Questo ultimo avendo a sua volta intuito che il nostro Golfo sarebbe stato il luogo adatto all’espandersi della nuova attività, giunse a La Spezia nel 1887 portando con se, dalla natia Taranto, un bagaglio di utili esperienze circa l’allevamento dei molluschi in questione.

I primi tentativi dettero esiti incoraggianti soprattutto per quanto riguardava la coltivazione delle ostriche e nel 1890 l’Albano riuscì, insieme ad illustri spezzini quale lo stesso Carazzi ed il Sotto Prefetto della città Pietro Savio, a costruire la S.a.S. “E. Albano & C.” con capitale sociale di £.18.000.

L’impresa visse quindici anni, tra varie peripizie e ristrettezze, raggiungendo comunque il primato, rispetto a Taranto, per solidità della conchiglia e grossezza degli esemplari, ma franando innesorabilmente sotto il profilo economico.

Intanto, a seguito delle prime positive esperienze compiute dai pionieri della molluschicoltura, altri esponenti dell’industria tarantina si trasferirono nel nostro mare apportando modifiche alle tecniche di coltivazione ed imprimendo nuovi orientamenti ed indirizzi commerciali.

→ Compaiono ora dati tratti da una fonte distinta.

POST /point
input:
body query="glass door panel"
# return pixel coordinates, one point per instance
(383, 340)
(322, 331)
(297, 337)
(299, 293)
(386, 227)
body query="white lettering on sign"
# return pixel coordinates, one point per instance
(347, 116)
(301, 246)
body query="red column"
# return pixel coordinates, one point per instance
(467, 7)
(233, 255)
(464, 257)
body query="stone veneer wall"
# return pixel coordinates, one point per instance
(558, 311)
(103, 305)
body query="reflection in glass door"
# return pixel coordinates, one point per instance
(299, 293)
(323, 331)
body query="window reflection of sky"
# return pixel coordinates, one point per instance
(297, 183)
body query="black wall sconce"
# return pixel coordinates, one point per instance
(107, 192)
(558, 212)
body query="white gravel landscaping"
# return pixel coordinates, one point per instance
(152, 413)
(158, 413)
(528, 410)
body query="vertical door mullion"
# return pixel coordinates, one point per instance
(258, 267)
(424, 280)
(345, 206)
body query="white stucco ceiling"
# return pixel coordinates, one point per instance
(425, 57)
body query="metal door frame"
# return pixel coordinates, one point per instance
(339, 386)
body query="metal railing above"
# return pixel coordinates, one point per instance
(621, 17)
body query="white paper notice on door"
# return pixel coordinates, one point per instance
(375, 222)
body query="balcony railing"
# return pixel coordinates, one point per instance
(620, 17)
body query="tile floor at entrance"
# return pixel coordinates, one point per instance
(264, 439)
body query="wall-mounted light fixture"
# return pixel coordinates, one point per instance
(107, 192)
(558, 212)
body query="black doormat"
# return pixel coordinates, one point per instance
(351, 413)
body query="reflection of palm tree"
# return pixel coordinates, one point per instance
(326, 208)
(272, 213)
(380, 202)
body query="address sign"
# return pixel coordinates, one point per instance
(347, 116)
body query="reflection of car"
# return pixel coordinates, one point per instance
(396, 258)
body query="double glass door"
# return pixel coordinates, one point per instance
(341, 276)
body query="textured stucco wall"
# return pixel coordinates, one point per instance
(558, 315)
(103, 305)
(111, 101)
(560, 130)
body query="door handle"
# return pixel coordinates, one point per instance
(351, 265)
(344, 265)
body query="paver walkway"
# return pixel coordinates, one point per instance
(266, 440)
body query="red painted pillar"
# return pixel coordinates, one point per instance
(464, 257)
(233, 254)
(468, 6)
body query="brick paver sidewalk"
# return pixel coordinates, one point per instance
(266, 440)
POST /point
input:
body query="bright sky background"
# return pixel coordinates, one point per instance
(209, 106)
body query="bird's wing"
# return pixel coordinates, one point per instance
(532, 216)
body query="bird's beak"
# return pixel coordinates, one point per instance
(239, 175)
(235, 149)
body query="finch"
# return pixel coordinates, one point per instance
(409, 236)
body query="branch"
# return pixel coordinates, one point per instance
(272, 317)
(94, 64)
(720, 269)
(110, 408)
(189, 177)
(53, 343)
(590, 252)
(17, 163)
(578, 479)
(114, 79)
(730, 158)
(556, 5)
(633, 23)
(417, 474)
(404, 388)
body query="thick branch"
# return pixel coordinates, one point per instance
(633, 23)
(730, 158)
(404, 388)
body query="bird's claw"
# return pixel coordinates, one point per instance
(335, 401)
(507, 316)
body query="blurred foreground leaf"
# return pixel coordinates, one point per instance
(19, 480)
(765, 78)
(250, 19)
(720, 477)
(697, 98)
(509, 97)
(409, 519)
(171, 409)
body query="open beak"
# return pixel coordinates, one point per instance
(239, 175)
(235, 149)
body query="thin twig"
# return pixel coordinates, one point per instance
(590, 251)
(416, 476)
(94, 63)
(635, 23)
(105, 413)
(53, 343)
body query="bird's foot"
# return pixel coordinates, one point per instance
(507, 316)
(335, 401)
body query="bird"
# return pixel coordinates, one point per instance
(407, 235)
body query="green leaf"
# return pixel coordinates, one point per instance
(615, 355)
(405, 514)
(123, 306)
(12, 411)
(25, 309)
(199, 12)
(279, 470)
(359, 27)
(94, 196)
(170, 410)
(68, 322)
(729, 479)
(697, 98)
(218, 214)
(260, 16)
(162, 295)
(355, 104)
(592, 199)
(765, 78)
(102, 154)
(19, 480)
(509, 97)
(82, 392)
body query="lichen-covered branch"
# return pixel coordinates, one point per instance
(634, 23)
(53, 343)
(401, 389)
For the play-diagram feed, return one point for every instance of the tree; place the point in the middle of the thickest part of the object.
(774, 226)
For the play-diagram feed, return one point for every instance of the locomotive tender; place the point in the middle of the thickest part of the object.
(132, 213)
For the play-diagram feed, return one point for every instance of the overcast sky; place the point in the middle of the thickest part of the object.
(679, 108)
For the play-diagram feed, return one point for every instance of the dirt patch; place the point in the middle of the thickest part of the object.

Fu proprio a seguito del contagioso entusiasmo delle famiglie tarantine dei Fago, Martera, D’Ippolito, Papocchia ed altre che, anche spezzini, quali Carozzo, Borio, Guidi, Di Francesco, Godani, Majoli, si dedicarono a questa particolare coltivazione.

Dopo la Prima Guerra Mondiale, mentre la produzione dei mitili aumentava vistosamente ed il relativo consumo si allargava alla gran massa della popolazione, l’ostricoltura toccava l’apice della decadenza per difficoltà tecniche imputabili alla scarsa richiesta del frutto stesso sul mercato, a deficienze produttive ed, in definitiva, al fatto che il prodotto risultava poco remunerativo per il coltivatore.

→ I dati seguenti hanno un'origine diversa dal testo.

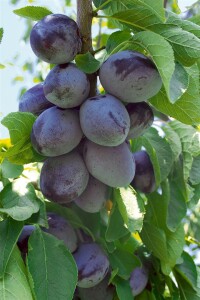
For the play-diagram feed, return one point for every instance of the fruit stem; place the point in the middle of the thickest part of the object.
(84, 21)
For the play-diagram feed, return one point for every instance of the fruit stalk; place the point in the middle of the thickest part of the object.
(84, 21)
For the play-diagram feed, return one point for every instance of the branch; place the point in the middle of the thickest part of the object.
(84, 21)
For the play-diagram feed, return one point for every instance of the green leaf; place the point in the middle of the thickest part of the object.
(160, 153)
(185, 44)
(187, 108)
(186, 25)
(177, 207)
(124, 261)
(57, 276)
(130, 207)
(18, 200)
(195, 171)
(10, 170)
(116, 39)
(190, 141)
(139, 17)
(9, 234)
(14, 284)
(163, 56)
(186, 291)
(187, 269)
(173, 140)
(116, 228)
(20, 125)
(123, 288)
(1, 34)
(34, 13)
(87, 63)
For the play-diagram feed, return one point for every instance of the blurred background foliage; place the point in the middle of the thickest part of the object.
(33, 71)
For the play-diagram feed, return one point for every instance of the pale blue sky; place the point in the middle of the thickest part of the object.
(11, 45)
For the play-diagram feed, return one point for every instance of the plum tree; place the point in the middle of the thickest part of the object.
(101, 291)
(22, 242)
(56, 39)
(130, 76)
(144, 179)
(56, 131)
(113, 166)
(60, 228)
(94, 196)
(141, 118)
(34, 100)
(64, 178)
(92, 264)
(104, 120)
(138, 280)
(66, 86)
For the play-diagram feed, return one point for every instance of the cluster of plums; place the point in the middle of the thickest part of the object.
(86, 139)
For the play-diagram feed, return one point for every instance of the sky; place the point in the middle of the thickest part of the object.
(11, 45)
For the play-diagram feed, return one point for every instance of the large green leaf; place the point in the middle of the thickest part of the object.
(20, 125)
(130, 207)
(187, 108)
(87, 63)
(34, 13)
(195, 171)
(190, 143)
(18, 200)
(9, 234)
(115, 229)
(187, 269)
(186, 25)
(14, 284)
(124, 262)
(177, 207)
(10, 170)
(52, 267)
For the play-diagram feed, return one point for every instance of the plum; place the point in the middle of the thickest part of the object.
(114, 166)
(22, 242)
(130, 76)
(94, 196)
(144, 179)
(141, 118)
(104, 120)
(56, 131)
(138, 280)
(66, 86)
(92, 264)
(60, 228)
(34, 100)
(64, 178)
(101, 291)
(56, 39)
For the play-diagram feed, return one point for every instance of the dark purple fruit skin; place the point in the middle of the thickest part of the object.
(56, 39)
(144, 179)
(56, 132)
(22, 242)
(94, 196)
(66, 86)
(104, 120)
(141, 118)
(92, 263)
(114, 166)
(101, 291)
(64, 178)
(138, 280)
(60, 228)
(34, 100)
(130, 76)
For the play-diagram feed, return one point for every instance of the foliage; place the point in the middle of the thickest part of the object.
(133, 227)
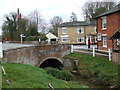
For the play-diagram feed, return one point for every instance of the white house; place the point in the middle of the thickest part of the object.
(52, 39)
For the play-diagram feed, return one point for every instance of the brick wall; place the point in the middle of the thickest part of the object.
(113, 23)
(34, 55)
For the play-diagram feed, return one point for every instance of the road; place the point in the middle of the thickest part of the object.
(83, 46)
(6, 46)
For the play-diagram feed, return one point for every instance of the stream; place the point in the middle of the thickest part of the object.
(83, 81)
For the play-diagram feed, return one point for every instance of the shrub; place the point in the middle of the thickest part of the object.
(64, 75)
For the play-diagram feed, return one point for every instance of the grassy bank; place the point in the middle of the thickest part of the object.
(26, 76)
(97, 69)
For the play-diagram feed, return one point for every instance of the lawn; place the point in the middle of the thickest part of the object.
(97, 69)
(26, 76)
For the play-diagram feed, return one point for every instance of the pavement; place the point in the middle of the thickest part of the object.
(83, 46)
(6, 46)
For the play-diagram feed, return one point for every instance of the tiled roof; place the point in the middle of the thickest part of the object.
(78, 23)
(113, 10)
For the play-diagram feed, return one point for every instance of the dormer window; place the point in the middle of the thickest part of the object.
(104, 23)
(80, 30)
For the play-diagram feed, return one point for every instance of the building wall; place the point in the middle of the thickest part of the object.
(112, 25)
(73, 35)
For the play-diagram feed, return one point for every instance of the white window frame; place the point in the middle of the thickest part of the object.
(82, 41)
(104, 23)
(104, 41)
(64, 39)
(64, 32)
(82, 30)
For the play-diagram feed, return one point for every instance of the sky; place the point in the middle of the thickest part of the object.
(47, 8)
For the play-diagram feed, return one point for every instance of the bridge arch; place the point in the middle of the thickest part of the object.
(51, 62)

La più larga diffusione di consumo dei mitili ed il conseguente aumento della richiesta da parte dei consumatori fecero si che le installazioni di nuovi vivai atti esclusivamente a questo tipo di coltivazione si moltiplicassero sia all’interno della diga foranea che all’esterno di essa.

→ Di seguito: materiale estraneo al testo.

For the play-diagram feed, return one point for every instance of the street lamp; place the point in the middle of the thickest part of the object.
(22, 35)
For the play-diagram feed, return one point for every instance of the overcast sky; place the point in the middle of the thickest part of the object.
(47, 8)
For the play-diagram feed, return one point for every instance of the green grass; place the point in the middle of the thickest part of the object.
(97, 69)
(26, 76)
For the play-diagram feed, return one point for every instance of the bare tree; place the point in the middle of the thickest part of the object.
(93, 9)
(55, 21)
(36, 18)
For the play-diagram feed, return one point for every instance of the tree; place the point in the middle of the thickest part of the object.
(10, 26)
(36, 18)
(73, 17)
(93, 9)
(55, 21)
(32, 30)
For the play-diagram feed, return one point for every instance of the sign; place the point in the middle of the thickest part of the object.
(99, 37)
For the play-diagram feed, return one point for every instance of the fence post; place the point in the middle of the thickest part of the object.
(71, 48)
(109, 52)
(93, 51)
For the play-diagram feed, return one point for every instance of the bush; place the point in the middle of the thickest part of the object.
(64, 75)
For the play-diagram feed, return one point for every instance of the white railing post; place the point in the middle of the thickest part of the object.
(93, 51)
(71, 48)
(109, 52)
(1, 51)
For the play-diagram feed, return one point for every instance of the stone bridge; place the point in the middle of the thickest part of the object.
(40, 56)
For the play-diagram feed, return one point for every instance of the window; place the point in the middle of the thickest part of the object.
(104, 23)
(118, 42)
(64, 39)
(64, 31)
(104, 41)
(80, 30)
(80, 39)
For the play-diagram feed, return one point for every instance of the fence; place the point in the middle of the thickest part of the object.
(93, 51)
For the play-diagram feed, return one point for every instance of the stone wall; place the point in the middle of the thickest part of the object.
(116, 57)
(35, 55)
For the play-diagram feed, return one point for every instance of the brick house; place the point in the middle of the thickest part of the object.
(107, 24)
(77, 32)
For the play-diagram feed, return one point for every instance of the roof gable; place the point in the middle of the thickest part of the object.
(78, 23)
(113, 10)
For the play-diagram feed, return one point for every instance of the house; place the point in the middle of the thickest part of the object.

Per esigenze militari si dette la precedenza all’installazione di nuove strutture nella zona che si sviluppava ad est del porto mercantile fino a San Bartolomeo ed ad ovest dello stesso fino a Le Grazie.

Si costruivano nuovi vivai anche a Portovenere e nello specchio d’acqua antistante l’isola Palmaria, mentre solo successivamente vi fu la possibilità di ottenere il permesso anche nelle zone dell’Olivo e Panigaglia.

Fin dal 1920 in Comando in Capo esaminò più volte il problema delle concessioni dei territori da destinarsi alla mitilicoltura e ripetutamente dal 1924 al 1925 tentò di dare agli stessi un più organico assetto tecnico ed amministrativo.

I tentativi risultarono vani poichè sia la suddivisione imposta, che le concessioni si modificarono continuamente nel tempo finchè il Comando di Porto fu costretto a procedere ad una riorganizzazione del settore caduto in piena autarchia.

Dopo la Seconda Guerra Mondiale si costituirono quattro cooperative di mitilicoltori: la “Proletaria”, la “Sociale”, la “Spezzina” e la “Speranza” che si sciolsero in breve tempo a causa dell’evento colerico di Napoli, meno la “Proletaria” che incorporò le altre.

Le ditte concessionarie che ne facevano parte erano per lo più a conduzione familiare, conseguentemente.